I don’t own a purse, and I don’t know what kind of bag to carry in a formal setting. I still haven’t figured that out 40 years later. But in a casual setting, you can’t beat a backpack. I got mine at Staples, and it is flawless. I don’t quite understand the principle of not distributing the weight of your belongings on both shoulders. I think if it were socially acceptable for everyone to carry a backpack in all situations, it would help our world. Mine is black. It’s not embroidered or anything. It’s just a sack, a beautifully designed sack.
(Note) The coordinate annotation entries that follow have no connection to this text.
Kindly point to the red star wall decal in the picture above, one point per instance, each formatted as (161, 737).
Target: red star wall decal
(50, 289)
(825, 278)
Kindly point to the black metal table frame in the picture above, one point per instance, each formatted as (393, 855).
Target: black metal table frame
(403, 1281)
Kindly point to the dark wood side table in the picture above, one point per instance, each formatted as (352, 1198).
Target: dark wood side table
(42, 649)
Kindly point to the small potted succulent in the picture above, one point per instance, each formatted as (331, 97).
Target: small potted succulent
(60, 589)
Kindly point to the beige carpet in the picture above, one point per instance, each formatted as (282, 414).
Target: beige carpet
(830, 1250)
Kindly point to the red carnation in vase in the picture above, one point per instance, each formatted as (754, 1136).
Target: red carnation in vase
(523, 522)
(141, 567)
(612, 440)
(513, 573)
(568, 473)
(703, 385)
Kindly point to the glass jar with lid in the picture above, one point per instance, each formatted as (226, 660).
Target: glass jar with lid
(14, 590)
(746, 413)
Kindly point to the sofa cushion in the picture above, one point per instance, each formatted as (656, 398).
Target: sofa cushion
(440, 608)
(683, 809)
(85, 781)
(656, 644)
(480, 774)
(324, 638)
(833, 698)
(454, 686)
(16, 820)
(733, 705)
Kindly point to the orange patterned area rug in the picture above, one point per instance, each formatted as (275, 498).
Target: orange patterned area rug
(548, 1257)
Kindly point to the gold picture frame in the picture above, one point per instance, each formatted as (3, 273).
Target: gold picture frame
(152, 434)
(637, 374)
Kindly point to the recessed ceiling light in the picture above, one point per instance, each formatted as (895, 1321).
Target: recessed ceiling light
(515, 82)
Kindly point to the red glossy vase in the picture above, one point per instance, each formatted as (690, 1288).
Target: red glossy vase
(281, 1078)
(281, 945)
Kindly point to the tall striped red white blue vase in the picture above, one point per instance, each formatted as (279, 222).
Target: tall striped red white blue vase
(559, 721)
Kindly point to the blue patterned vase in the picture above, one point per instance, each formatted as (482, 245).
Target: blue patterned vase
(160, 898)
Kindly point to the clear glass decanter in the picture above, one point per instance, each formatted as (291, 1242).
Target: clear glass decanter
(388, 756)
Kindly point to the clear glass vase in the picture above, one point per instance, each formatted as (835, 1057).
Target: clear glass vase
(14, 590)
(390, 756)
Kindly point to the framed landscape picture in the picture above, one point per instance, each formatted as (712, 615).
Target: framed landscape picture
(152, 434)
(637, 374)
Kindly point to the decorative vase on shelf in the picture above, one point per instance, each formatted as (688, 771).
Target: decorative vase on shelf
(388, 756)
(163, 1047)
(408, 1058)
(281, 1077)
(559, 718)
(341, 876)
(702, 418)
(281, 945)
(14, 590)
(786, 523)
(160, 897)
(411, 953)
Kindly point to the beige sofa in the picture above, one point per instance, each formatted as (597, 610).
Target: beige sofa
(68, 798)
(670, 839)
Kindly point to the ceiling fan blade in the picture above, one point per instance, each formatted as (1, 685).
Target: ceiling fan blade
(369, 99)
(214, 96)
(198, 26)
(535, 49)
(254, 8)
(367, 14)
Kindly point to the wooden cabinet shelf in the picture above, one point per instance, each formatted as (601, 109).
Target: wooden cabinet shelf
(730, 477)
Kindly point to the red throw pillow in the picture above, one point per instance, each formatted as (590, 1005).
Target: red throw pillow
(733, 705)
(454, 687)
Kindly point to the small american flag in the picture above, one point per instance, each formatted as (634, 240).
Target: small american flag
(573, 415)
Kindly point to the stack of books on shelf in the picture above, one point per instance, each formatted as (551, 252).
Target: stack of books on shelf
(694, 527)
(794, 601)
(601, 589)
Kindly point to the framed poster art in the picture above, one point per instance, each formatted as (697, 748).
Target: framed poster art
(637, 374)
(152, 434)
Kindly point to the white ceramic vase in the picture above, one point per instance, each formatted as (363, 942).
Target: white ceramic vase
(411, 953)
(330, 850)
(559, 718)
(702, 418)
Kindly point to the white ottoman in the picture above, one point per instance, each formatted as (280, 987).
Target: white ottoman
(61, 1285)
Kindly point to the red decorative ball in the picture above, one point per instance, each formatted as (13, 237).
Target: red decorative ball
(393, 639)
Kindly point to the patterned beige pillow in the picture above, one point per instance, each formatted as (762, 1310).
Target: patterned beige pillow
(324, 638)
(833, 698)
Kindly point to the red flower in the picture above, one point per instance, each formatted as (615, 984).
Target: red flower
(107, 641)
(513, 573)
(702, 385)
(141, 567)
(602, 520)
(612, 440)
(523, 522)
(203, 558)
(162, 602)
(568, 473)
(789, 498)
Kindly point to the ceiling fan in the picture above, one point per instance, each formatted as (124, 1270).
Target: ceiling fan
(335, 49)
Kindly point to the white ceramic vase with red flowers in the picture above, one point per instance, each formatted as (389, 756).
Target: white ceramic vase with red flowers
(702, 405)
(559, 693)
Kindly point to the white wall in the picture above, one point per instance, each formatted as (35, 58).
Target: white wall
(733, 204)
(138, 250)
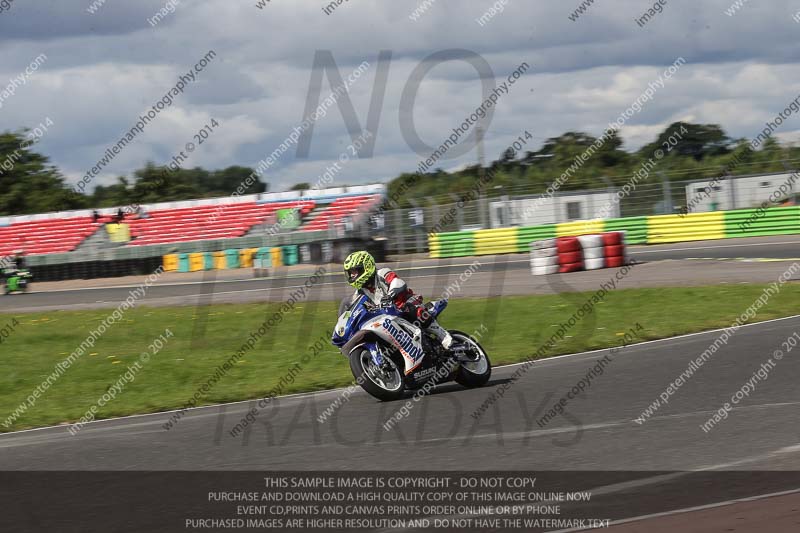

Life starts at the feet, and you need a good foundation. The trick is to get a 35-pack of these socks. I don’t think you can actually buy 35 of them, but you get enough so you always have socks. And those socks will always be thick and delicious. I like ankle socks that come above the ankle because I can’t mess with the sock falling into the shoe. I don’t have time for that. I don’t think anyone does in this day and age. This sock comes over the ankle bone. It has good support, and it’s an attractive sock. It’s not thin, not bulky, just perfect.
I’ve been looking for a baseball hat or trucker-style hat for my entire life. This was purchased for me by a dear friend at the Tractor Supply Company when it was widely available at Tractor Supply Company. Then, maybe, they discontinued it. It’s pronounced “coop queen,” like a chicken coop. Anyway, I put it on and I thought, This is my new personality, this hat. Then, I was on a trolley in New Orleans with my mother and my sister, and the hat blew off my head onto the trolley tracks, and I couldn’t get it; it was gone. I said, “Oh my God, my personality is gone.” So my mom said, “I’ll get you another one,” and she had to go on eBay to get it for me. It’s meaningful that my mother gave me my hat back. I don’t have the room for chickens at this point, but it is a life goal of mine, chickens and a pet goat.